Connect with us

Gayahidup

Kisah SUFI Kaya dan GURU Miskin

Published

on

REPORTASE INDONESIA – Jakarta, Suatu saat, seorang guru merekomendasikan kepada muridnya untuk berguru kepada seorang sufi ternama. Setelah melewati perjalanan yang amat panjang, sang Murid akhirnya bisa berjumpa dengan sufi yang dimaksud.

Betapa kagetnya setelah ia mengetahui rumahnya yang mewah bak istana raja. Ia bertanya kepada para tetangganya, apakah betul bahwa istana itu tempat tinggal sang Sufi sebagaimana yang direkomendasikan oleh gurunya. Semuanya menjawab “Ya”. Lebih kaget lagi setelah si pemilik istana itu datang dengan pakaian yang mewah dan kendaraan yang luar biasa bagusnya. Sang murid bertanya-tanya dalam hatinya, apakah benar yang dimaksudkan oleh gurunya. Akan tetapi karena telanjur sudah menempuh perjalanan jauh yang sangat melelahkan, iapun menjumpai Sufi yang kaya raya tersebut. Setelah menyampaikan salam dari gurunya, ia pun menyampaikan maksud dan tujuannya.

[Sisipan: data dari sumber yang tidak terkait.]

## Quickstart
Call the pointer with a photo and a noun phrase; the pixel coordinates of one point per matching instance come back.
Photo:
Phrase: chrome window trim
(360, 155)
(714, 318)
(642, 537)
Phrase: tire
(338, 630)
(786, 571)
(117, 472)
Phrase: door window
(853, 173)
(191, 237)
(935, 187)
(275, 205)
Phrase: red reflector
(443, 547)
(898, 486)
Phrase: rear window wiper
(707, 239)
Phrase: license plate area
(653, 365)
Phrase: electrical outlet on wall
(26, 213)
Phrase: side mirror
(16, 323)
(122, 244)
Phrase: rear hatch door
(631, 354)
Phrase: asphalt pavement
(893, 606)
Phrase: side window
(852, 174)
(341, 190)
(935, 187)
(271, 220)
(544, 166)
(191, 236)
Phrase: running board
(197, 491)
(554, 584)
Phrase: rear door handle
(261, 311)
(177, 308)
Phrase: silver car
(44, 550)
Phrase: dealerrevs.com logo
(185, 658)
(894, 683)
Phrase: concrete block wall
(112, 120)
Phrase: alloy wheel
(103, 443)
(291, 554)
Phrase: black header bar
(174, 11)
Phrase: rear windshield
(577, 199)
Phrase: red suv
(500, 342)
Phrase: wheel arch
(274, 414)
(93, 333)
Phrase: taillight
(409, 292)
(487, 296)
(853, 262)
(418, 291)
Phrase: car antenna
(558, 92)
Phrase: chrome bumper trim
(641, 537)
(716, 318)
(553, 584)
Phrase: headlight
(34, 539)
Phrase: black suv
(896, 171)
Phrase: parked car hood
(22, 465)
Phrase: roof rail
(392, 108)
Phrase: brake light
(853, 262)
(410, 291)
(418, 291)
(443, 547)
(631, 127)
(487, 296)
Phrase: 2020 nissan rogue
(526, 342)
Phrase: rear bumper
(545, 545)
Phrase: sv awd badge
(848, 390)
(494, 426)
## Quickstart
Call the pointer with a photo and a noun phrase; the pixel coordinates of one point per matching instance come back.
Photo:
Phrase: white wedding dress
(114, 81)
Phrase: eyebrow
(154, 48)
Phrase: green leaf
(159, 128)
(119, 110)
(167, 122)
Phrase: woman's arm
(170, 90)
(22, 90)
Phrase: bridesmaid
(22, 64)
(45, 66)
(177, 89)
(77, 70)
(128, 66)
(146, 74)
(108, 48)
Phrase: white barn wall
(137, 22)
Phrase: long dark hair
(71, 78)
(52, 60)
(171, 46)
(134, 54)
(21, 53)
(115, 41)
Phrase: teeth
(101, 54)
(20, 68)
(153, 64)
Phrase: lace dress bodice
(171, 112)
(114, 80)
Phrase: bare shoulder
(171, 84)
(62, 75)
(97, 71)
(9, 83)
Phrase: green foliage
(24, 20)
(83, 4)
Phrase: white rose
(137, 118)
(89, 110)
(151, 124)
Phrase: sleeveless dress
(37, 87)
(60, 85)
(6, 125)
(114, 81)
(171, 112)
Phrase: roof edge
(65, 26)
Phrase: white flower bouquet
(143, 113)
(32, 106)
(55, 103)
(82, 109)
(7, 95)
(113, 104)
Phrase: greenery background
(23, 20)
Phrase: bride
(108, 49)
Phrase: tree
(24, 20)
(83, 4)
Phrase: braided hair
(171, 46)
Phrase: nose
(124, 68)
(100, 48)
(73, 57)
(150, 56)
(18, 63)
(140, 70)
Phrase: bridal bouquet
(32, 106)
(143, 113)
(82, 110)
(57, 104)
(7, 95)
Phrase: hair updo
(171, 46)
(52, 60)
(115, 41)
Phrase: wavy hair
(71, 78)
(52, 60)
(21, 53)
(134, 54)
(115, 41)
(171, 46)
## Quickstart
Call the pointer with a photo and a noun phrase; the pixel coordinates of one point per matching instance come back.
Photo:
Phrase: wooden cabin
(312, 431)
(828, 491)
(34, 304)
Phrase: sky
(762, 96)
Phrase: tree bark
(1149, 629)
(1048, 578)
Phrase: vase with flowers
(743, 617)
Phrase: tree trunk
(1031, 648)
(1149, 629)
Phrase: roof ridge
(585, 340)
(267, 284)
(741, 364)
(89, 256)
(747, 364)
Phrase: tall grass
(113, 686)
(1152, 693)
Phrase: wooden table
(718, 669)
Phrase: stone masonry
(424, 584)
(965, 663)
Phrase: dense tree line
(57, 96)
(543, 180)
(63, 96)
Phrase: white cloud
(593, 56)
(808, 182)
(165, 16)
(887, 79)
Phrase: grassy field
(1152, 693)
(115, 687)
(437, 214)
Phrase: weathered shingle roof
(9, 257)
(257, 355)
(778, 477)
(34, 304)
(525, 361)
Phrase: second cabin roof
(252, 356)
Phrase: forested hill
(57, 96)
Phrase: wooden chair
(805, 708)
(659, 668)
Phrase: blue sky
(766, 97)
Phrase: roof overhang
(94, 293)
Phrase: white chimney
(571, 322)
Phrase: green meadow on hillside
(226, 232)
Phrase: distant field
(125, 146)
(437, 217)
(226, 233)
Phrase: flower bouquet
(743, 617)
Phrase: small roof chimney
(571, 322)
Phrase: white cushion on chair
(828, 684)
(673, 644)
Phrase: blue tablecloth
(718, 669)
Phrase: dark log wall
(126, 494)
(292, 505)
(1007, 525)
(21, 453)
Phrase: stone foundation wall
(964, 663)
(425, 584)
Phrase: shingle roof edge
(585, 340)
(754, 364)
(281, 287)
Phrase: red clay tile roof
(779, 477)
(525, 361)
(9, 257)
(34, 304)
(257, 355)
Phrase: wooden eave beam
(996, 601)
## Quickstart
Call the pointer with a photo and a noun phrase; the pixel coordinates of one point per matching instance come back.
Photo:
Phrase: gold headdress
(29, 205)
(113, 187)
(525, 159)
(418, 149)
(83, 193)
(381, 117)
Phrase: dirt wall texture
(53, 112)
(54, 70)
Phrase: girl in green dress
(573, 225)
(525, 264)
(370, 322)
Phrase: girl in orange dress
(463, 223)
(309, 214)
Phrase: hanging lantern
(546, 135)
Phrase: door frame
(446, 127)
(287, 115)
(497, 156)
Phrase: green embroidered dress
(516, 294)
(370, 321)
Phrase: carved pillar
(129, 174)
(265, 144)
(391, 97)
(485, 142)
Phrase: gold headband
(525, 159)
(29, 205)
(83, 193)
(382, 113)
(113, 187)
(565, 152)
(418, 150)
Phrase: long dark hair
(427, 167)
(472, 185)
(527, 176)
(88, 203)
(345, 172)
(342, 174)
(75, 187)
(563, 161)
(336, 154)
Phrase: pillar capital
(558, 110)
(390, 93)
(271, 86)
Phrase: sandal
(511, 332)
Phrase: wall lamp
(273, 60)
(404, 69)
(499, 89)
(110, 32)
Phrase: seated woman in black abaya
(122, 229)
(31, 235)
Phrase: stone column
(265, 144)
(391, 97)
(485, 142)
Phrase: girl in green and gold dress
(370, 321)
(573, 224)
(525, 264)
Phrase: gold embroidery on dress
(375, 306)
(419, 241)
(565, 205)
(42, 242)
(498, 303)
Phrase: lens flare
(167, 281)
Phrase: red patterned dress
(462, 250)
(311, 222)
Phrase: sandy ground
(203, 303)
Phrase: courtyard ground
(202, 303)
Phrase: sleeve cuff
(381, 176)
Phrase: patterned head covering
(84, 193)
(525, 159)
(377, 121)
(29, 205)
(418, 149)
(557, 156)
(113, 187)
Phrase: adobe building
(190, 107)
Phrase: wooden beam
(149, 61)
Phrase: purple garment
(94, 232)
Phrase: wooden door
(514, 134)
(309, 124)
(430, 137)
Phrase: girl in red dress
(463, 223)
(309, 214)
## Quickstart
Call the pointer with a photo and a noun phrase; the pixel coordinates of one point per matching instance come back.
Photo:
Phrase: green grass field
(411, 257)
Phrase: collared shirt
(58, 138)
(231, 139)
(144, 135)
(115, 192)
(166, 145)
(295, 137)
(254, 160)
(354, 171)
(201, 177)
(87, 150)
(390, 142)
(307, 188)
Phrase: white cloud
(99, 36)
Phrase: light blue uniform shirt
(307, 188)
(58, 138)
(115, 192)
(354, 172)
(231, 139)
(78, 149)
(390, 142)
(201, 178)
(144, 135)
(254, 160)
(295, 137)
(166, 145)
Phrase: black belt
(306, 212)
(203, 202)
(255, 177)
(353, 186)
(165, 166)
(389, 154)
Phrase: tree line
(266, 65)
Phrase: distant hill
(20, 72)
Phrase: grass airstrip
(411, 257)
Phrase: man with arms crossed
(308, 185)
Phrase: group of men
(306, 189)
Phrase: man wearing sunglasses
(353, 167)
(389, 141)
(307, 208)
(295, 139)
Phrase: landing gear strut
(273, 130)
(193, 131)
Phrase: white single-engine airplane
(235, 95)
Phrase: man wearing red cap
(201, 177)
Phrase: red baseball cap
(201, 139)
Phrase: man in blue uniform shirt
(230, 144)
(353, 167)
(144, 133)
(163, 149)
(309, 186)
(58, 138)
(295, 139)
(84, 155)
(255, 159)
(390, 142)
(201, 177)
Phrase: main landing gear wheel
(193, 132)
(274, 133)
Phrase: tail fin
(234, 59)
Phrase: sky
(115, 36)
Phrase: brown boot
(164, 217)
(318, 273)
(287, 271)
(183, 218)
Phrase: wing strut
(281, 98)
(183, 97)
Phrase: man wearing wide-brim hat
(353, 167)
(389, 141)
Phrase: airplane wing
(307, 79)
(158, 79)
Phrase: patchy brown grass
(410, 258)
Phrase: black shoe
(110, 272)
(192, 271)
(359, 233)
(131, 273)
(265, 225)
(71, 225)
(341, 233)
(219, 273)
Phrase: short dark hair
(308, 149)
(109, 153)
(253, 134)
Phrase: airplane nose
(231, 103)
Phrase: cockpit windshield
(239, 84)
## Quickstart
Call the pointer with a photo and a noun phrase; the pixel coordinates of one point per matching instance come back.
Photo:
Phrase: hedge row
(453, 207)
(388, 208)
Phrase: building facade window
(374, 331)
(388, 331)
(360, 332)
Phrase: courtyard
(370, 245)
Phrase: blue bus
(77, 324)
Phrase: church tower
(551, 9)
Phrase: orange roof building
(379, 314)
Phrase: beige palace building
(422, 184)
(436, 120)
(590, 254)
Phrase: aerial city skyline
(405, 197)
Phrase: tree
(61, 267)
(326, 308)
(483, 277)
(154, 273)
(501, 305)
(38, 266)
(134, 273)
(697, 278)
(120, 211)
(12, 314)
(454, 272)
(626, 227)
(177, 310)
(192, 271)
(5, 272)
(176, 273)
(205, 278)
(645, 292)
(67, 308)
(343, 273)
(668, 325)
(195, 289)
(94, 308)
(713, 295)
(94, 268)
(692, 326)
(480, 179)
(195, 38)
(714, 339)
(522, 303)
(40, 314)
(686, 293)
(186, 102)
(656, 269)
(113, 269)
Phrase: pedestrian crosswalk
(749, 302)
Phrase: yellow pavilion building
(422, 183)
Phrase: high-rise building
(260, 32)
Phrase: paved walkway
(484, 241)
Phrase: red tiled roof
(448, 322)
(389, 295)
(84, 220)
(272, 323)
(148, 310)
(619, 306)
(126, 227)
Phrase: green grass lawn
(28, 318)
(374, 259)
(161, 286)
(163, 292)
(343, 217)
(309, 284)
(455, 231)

Betapa kagetnya sang murid setelah mendengar kata-kata yang keluar dari lisan Sufi yang kaya raya itu. Ia berkata, “Tolong sampaikan salam saya kembali kepada gurumu. Aku berpesan agar dia tidak terlalu sibuk dengan urusan dunia.”

Bak disambar petir di siang bolong. Bagaimana mungkin orang kaya raya itu memberi nasehat kepada gurunya yang jauh dari kehidupan dunia agar tidak sibuk dengan urusan dunia. Bukankah yang lebih sibuk mengurus dunia adalah orang kaya tersebut? Ia pamit pulang, tidak jadi berguru kepada orang yang direkomendasikan oleh gurunya.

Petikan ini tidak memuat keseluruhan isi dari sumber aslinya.